I've written about the origins of Accelerando a lot, so let me try and say something new and different. (You can find my earlier Accelerando origin story here)
It's May 27th, 2013 -- roughly the year in which Accelerando was set, when I began writing "Lobsters" on a rainy day in 1998. I was sitting in the cafe In de Wildeman in Amsterdam, on Kolksteeg, being depressed by work (a first generation dot com where the workload was growing at a compound 30% rate per month, and the revenue wasn't -- yet). It was pissing down outside, and my then girlfriend (now wife) and I were taking a long weekend break because I was so stressed out by work that the alternative was to quit my job. And then I got some good news by phone (here's the whole grisly story) and sat down to get merrily drunk, and for some reason I pulled out my portable computing appliance and began to type.
Manfred's on the road again, making people rich ...
I typed those words on a Psion 5. A perfectly-formed miniature computer with keyboard and screen, 8Mb of RAM, a 16Mb CF card, and a 22MHz ARM processor running an operating system called EPOC32, which was the missing link ancestor behind Symbian. It has a serial port and an infra-red interface by which it could talk to my mobile phone, a tri-band Motorola GSM device that had an infrared modem that supported the dizzy data rate of 9600 bits/second over the air.
Fifteen years pass.
I am sitting in de Wildeman, drinking a pint of very nice De Molen single hop Chinook cask ale, and typing on an iPad Mini. 1024Mb of RAM, 65,536Mb of flash storage (equivalent to that CF card except non-removable), and a dual-core 1024MHz ARM processor. It's running something cute and shiny that sits like a reflective plastic film across the inscrutable depths of a UNIX system as powerful as a 1990-vintage Cray supercomputer. The more things change ...
The air is, indeed, full of unpaired bluetooth devices shrieking their loneliness and asking if anyone will claim them. (Only now the pub has wifi as well -- who, in 1998, expected wifi to get this big? -- and I have roaming HSPA+ 3G bandwidth that's as fat as wifi circa 2001.)
We live in a networked world, but the paint on the ceiling and the wooden bar furniture seem unchanged, and the beer would still be more or less recognisable to a neolithic brewer.

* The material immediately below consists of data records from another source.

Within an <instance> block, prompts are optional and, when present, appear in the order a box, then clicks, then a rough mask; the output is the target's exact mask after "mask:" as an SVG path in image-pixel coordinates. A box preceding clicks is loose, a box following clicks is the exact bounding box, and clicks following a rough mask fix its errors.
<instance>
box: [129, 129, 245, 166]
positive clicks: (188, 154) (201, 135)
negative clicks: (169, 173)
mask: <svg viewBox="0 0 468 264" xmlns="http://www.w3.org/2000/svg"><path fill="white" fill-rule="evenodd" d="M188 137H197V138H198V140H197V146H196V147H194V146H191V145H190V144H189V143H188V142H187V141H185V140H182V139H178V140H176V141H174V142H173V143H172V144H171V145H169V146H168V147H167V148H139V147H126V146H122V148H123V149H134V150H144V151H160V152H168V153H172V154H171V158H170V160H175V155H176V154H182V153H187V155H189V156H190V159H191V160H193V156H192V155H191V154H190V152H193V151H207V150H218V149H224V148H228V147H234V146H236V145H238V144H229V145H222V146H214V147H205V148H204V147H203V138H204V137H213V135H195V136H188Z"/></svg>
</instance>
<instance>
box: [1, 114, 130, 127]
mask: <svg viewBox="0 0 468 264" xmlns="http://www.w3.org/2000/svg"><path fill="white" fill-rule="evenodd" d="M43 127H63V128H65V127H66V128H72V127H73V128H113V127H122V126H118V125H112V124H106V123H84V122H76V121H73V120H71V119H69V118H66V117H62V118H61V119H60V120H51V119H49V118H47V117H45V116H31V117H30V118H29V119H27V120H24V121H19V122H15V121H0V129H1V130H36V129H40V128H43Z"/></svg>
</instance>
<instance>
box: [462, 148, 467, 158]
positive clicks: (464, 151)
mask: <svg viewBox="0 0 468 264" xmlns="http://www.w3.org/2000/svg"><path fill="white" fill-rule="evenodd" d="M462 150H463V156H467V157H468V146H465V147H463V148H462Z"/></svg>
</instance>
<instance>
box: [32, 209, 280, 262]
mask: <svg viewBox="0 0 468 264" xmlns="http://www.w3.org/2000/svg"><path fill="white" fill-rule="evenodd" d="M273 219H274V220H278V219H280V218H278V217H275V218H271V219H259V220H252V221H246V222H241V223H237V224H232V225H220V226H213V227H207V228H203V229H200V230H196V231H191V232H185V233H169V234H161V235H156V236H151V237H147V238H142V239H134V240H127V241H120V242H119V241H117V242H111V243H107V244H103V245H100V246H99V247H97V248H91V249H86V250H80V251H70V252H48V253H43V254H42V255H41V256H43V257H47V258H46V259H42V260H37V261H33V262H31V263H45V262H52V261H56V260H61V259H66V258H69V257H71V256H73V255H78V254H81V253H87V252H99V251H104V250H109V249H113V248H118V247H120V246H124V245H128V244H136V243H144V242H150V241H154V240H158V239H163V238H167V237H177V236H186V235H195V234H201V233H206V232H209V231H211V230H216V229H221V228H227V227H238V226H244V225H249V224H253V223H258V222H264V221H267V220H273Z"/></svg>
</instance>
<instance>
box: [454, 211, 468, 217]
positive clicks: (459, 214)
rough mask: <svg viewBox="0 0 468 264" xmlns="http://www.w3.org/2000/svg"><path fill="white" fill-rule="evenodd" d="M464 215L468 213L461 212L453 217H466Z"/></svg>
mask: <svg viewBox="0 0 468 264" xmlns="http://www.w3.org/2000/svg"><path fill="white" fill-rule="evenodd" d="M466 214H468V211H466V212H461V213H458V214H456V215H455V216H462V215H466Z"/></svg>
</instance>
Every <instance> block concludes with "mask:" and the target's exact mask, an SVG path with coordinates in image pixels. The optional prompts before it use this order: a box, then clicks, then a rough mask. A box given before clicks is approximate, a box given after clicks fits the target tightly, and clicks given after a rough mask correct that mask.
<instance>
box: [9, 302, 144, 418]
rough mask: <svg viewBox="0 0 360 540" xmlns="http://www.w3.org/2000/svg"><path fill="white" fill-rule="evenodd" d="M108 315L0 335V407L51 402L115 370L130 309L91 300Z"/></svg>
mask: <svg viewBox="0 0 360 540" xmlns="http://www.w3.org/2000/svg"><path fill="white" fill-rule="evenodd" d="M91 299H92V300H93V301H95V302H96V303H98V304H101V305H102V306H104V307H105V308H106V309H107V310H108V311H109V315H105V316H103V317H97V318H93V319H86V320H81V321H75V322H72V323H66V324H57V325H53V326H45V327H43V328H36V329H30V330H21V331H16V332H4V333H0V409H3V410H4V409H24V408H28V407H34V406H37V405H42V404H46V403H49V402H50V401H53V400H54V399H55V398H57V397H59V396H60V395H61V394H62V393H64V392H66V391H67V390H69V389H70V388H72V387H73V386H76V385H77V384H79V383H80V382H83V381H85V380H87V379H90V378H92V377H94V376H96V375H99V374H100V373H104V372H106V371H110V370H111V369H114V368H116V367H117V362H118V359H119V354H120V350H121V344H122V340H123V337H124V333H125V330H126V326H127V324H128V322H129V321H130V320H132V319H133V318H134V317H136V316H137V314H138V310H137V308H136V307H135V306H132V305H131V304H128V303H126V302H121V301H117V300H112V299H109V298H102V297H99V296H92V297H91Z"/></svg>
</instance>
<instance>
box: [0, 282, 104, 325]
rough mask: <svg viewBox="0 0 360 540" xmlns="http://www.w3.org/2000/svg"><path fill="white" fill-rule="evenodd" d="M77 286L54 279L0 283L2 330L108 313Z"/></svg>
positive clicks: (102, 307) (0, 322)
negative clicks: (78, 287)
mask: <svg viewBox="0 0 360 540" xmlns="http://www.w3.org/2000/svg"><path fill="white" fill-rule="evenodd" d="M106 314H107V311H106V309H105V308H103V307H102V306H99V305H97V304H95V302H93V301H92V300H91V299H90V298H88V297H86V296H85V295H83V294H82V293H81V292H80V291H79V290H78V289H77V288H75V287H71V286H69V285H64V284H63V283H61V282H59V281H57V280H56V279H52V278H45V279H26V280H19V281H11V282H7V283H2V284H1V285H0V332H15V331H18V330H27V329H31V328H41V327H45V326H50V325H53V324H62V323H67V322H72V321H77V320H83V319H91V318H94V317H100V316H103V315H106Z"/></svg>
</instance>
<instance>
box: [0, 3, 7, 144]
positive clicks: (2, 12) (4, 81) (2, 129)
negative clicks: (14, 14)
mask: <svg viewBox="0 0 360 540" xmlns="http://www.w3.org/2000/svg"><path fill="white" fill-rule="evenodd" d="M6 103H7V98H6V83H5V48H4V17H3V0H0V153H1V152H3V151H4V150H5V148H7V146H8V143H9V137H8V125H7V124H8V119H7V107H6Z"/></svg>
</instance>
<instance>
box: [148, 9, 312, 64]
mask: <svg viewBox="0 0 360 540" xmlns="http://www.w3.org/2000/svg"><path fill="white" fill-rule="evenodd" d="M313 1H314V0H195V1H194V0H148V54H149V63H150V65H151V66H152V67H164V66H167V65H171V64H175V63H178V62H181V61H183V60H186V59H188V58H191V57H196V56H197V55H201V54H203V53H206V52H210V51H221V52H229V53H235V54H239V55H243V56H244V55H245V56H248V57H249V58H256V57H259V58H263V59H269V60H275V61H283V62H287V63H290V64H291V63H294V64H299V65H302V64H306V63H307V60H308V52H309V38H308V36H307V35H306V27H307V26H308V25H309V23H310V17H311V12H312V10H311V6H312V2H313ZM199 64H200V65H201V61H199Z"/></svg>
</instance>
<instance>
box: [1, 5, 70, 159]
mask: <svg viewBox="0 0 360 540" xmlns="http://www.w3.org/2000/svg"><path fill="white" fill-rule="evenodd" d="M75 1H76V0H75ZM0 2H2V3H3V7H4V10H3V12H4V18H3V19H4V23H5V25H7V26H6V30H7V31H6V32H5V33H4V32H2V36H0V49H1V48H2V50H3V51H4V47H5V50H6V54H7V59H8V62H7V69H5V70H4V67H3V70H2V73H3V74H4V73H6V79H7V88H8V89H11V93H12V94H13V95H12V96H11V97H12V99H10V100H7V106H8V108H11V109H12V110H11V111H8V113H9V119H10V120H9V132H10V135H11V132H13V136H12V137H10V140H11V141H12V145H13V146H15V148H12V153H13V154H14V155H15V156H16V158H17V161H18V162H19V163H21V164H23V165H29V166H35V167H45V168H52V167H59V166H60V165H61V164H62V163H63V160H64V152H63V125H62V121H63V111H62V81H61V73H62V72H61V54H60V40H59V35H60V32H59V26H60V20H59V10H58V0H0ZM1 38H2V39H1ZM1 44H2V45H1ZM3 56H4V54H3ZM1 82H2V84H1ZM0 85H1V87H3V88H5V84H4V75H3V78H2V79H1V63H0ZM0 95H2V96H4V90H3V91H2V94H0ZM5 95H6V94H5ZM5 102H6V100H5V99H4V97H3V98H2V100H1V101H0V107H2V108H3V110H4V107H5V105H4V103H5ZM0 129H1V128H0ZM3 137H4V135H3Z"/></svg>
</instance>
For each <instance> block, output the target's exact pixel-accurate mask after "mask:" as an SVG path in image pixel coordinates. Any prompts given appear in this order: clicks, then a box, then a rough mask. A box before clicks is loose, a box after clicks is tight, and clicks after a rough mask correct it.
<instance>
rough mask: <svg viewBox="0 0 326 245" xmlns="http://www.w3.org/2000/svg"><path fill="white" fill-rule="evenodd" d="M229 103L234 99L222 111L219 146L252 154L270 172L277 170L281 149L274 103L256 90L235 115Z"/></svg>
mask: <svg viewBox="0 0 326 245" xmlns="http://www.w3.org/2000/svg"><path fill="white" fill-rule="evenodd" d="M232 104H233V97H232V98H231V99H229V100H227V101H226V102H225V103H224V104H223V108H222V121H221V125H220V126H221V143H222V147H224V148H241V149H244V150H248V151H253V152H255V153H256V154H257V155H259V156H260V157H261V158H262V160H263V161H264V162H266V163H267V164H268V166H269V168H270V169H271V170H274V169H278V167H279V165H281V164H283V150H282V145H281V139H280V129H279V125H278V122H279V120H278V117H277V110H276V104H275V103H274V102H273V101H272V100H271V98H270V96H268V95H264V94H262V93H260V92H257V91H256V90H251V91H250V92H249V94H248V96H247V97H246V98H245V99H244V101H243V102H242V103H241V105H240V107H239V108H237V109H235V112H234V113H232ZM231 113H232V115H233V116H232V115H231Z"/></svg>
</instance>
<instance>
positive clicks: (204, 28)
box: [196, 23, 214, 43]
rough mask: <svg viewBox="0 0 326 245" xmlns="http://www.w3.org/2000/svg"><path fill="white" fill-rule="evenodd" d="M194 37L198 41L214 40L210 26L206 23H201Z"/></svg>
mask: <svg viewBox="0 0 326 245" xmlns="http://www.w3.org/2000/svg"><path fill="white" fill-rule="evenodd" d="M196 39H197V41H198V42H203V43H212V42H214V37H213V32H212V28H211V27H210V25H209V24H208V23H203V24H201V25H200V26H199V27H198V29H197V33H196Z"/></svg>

On the other hand, the pub now has an app. It's in the iOS store. It has beer launches, too, and while tweeting from it I was noticed by a local bookstore and invited to drop in for a flash signing. Verily, things sometimes do change -- this would never have happened in 1998.
We are, in fact, living through the earlier moments of "Accelerando", because that part of the novel the story "Lobsters" -- was set in the predictable near-future. But "Accelerando" as a whole doesn't seem to be coming true, and a good thing too. In the background of what looks like a Panglossian techno-optimist novel, horrible things are happening. Most of humanity is wiped out, then arbitrarily resurrected in mutilated form by the Vile Offspring. Cspitalism eats everything then the logic of competition pushes it so far that merely human entities can no longer compete; we're a fat, slow-moving, tasty resource -- like the dodo. Our narrative perspective, Aineko, is not a talking cat: it's a vastly superintelligent AI, coolly calculating, that has worked out that human beings are more easily manipulated if they think they're dealing with a furry toy. The cat body is a sock puppet wielded by an abusive monster.
The logic of exponential progress at a tempo rising to a vertical spike is a logic that has no room in it for humanity. It's also a false apprehension based on the assumption that the current state of affairs will persist indefinitely. We've had these exponentiating progress spikes in the past; they generally turn out to be a sigmoid curve, and the rate of exponentially increasing progress suddenly flips upside-down, converging slowly with a plateau.
Still, it's fun to ask the thought-experiment, once in a while, "but what if it happened for real this time?"
Other random thoughts:
Writing the series of nine novelettes that constituted the Accelerando arc was hard work. So hard that at one point, rather than work on "Router" (the middle story) I took a couple of months off to distract myself with an evasion activity. The evasion activity in question has just been republished in something close to its original form as "The Bloodline Feud", so it was worth pursuing, but: how often do you hear of authors taking time off from a short story to write a novel, because writing the novel is easier?
Final assembly of the stories into the novel happened in 2004. I will confess to having become completely burned-out on the project by the time I got there. "Accelerando" was not the longest novel I have written in terms of words, but it was by far the longest in terms of time (1998-2004) and by far the hardest at that point. If the narrative feels a little disjointed, it's because these were originally written as separate stories and I didn't have the energy and enthusiasm to take the entire thing (all 145,000 words of it!) apart and re-write from scratch as an integrated whole. Nor do I have the energy (or the level of naive belief in the posthuman project, to be honest) to go back and do the job again (as I did with The Merchant Princes, about which I should probably write next).